- Com o título acima, tanscrevo na íntegra artigo da advogada Maritânia Dallagnol, especializada em Direito Eleitoral, que tem muito a ver com o momento político que o Brasil está vivendo em face da proximidade das eleições municipais de 7 de outubro:
O legislador preocupou-se em discriminar as principais vertentes de poder, elegendo o poder econômico, político e da comunicação social como os principais focos de disseminação de abuso com potencialidade lesiva e real capacidade de incidência nos processos eleitorais.

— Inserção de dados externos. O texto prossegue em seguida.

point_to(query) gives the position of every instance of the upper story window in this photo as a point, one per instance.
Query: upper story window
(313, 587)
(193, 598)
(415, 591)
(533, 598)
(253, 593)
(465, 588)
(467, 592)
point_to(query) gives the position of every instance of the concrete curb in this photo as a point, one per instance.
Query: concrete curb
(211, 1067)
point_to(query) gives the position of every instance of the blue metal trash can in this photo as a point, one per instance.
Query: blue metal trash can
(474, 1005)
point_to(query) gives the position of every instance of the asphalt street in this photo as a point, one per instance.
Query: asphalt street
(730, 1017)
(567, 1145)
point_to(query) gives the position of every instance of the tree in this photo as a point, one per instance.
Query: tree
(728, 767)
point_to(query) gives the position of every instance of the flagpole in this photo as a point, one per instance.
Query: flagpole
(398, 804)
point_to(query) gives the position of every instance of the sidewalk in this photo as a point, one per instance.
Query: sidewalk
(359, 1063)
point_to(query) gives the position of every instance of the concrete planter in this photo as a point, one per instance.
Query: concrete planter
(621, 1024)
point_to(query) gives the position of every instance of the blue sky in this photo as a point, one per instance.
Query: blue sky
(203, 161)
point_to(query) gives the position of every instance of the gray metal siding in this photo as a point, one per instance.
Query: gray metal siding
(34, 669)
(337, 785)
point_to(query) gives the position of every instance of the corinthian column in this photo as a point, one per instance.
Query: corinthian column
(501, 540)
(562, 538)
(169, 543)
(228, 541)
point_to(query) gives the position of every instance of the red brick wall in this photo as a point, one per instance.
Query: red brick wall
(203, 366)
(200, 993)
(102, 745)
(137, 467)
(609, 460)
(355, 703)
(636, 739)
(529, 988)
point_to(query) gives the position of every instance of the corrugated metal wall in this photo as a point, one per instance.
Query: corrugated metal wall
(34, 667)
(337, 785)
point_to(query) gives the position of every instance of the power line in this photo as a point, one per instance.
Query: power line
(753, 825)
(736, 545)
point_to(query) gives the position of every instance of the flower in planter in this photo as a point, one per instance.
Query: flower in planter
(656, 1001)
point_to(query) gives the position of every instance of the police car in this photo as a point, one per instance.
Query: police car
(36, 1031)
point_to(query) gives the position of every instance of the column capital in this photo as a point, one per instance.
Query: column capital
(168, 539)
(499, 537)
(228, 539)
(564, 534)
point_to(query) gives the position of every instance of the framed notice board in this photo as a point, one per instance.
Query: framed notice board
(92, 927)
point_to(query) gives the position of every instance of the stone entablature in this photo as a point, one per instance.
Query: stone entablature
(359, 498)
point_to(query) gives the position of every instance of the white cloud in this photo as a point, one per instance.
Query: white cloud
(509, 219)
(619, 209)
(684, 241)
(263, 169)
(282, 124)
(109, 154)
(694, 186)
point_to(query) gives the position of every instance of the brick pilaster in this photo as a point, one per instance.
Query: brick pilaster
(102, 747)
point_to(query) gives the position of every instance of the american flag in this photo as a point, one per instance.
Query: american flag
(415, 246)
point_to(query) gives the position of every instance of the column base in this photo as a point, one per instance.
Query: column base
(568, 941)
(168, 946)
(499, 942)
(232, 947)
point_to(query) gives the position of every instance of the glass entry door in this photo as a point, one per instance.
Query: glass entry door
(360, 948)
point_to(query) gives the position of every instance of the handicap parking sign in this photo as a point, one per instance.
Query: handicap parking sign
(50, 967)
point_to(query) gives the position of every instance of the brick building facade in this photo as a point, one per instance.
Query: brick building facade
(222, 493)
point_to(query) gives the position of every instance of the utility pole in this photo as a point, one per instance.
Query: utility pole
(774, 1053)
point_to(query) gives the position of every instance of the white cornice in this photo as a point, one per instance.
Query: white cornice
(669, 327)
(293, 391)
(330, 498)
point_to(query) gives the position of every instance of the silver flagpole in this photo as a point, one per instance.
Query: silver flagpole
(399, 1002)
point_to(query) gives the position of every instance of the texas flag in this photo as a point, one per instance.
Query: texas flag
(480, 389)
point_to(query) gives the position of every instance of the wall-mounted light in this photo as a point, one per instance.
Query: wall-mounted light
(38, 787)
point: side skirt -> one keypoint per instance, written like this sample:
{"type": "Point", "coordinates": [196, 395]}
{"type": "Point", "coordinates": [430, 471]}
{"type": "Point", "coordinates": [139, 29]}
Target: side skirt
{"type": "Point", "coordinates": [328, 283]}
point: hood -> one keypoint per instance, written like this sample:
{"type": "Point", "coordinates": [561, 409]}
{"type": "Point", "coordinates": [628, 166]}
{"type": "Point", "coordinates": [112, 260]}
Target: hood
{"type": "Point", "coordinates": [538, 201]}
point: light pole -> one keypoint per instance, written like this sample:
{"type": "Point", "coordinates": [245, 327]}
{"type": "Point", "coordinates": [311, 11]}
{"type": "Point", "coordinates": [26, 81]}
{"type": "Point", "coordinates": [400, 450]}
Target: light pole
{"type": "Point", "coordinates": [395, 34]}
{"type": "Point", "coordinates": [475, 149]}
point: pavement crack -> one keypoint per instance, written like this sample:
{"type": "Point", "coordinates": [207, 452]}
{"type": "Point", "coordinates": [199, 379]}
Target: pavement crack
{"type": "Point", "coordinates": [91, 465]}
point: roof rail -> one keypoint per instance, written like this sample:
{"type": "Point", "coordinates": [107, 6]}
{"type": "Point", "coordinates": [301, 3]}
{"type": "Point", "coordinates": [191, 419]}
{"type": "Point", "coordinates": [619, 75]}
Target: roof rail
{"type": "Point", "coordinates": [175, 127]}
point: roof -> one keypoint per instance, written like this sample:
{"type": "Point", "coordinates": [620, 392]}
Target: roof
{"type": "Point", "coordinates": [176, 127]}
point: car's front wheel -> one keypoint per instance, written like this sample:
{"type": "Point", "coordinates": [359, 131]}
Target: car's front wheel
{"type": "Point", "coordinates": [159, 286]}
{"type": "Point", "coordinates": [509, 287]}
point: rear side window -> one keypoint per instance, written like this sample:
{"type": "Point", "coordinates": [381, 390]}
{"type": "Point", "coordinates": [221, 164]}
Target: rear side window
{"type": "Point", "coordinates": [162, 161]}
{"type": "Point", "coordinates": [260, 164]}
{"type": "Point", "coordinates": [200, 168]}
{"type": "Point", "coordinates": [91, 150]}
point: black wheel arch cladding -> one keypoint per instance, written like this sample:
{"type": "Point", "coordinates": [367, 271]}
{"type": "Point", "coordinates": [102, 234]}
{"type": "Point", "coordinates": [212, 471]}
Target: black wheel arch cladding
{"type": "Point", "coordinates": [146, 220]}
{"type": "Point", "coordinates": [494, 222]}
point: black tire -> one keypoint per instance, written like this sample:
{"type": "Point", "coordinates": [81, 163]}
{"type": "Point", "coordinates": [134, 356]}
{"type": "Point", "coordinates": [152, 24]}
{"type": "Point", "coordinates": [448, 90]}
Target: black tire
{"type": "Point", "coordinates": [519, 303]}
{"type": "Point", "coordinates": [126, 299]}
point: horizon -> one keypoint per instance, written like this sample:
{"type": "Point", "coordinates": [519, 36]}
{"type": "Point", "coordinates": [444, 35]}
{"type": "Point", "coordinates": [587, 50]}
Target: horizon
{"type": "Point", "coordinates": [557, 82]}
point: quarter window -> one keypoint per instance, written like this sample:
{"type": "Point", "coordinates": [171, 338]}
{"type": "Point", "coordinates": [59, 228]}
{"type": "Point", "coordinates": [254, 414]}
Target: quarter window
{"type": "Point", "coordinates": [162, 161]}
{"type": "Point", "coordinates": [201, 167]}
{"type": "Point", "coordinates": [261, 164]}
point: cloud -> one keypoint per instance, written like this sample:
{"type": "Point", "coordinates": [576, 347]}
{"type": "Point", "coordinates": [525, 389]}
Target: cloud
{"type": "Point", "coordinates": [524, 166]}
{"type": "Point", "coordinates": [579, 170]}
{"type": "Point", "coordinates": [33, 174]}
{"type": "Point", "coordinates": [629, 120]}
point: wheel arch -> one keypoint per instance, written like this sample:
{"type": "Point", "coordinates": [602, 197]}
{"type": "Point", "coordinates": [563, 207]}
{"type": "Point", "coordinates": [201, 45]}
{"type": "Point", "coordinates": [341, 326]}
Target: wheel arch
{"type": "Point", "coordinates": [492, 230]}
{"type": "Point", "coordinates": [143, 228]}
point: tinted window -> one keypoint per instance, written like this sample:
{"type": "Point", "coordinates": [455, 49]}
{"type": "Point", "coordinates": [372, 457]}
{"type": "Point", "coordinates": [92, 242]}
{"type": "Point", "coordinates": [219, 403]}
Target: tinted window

A Lei Eleitoral criou normas de controle dos veículos de comunicação social reconhecendo sua potencialidade lesiva, especialmente pela veloz propagação e alcance de suas transmissões. Além disso, o emprego de mensagens subliminares é capaz de influenciar a vontade do eleitor. Desde dia 1 de julho e até a data da eleição, são vedadas às emissoras de rádio e televisão a divulgação de entrevistas jornalísticas ou programas que, de alguma forma, possam configurar benefício a um ou outro candidato ou caracterizar tratamento privilegiado, seja por meio de manifestações de apoio ou pela propaganda negativa.
O abuso do poder econômico em definição sintética dada pelo Tribunal Superior Eleitoral se refere “à utilização excessiva, antes ou durante a campanha eleitoral, de recursos materiais ou humanos, que representem valor econômico, buscando beneficiar candidato, partido ou coligação, afetando assim a normalidade e a legitimidade das eleições.”
O abuso do poder político, por sua vez, estará caracterizado sempre que o agente público se utilizar do cargo ou função com desvio de finalidade, visando obter vantagem eleitoral para si ou para terceiros, desequilibrando o pleito.
A ação corrosiva do abuso do poder, não raras vezes, conduz ao comando do Executivo ou a ocupação de cadeiras nos parlamentos representantes vinculados a interesses de grupos econômicos, dos quais se tornam reféns, em maior ou menor escala.
As práticas abusivas, geralmente, se apresentam de forma oblíqua, sorrateira, escudadas em atos ilícitos, levadas a efeito diretamente pelo interessado ou por terceiros a seu mando, ou, de forma subliminar, induzindo o eleitor a optar por determinado candidato. É comum o entrelaçamento das práticas abusivas, numa imbricação de interesses onde se revela a utilização do poder político e do poder econômico para a distribuição de benesses de toda ordem às vésperas do pleito, o financiamento indireto de propaganda eleitoral ou a utilização dos programas sociais e da máquina administrativa, ferindo os princípios basilares do jogo democrático.
A fim de conter a ação perniciosa e abusiva do poder, a Lei Complementar 64, de 1990, modificada pela LC 135/2010 (Lei da Ficha Limpa) estabeleceu procedimento no qual os partidos, coligações, candidatos e o Ministério Público poderão requerer a apuração dos fatos. A procedência de ação por abuso de poder conduz a declaração de inelegibilidade dos envolvidos por oito anos e, ainda, a cassação do registro ou diploma do candidato beneficiado.
A contenção do abuso do poder econômico, comum nas campanhas eleitorais, é de tal modo fundamental para o fortalecimento das instituições democráticas e da legitimidade das eleições que a própria Constituição Federal estabeleceu a possibilidade de impugnação do mandato eletivo, obtido mediante abuso de poder econômico, corrupção ou fraude, em ação movida perante a Justiça Eleitoral, em até 15 dias após a diplomação (CF Art. 14, §10).
O aperfeiçoamento da democracia brasileira, é inegável, carece de uma reforma política que corrija as distorções do sistema político de representação e que estabeleça limites ao financiamento privado das campanhas eleitorais. Da mesma forma, se impõe o enfrentamento de temas como a injustiça social, urbana e rural, que coloca milhões de pessoas em estado de vulnerabilidade e que favorece a ação abusiva dos detentores do poder, bem como a regulação e democratização das comunicações (grande parte das concessões de rádio e televisão pertencem a deputados, senadores e grupos políticos tradicionais).
Enquanto avançamos na consolidação democrática, a utilização dos mecanismos legais de contenção do abuso de poder, com ação fiscalizatória dos partidos, candidatos e Ministério Público, bem como pela atuação da Justiça Eleitoral, contribui para a garantia da legitimidade do processo eleitoral de escolha dos governantes.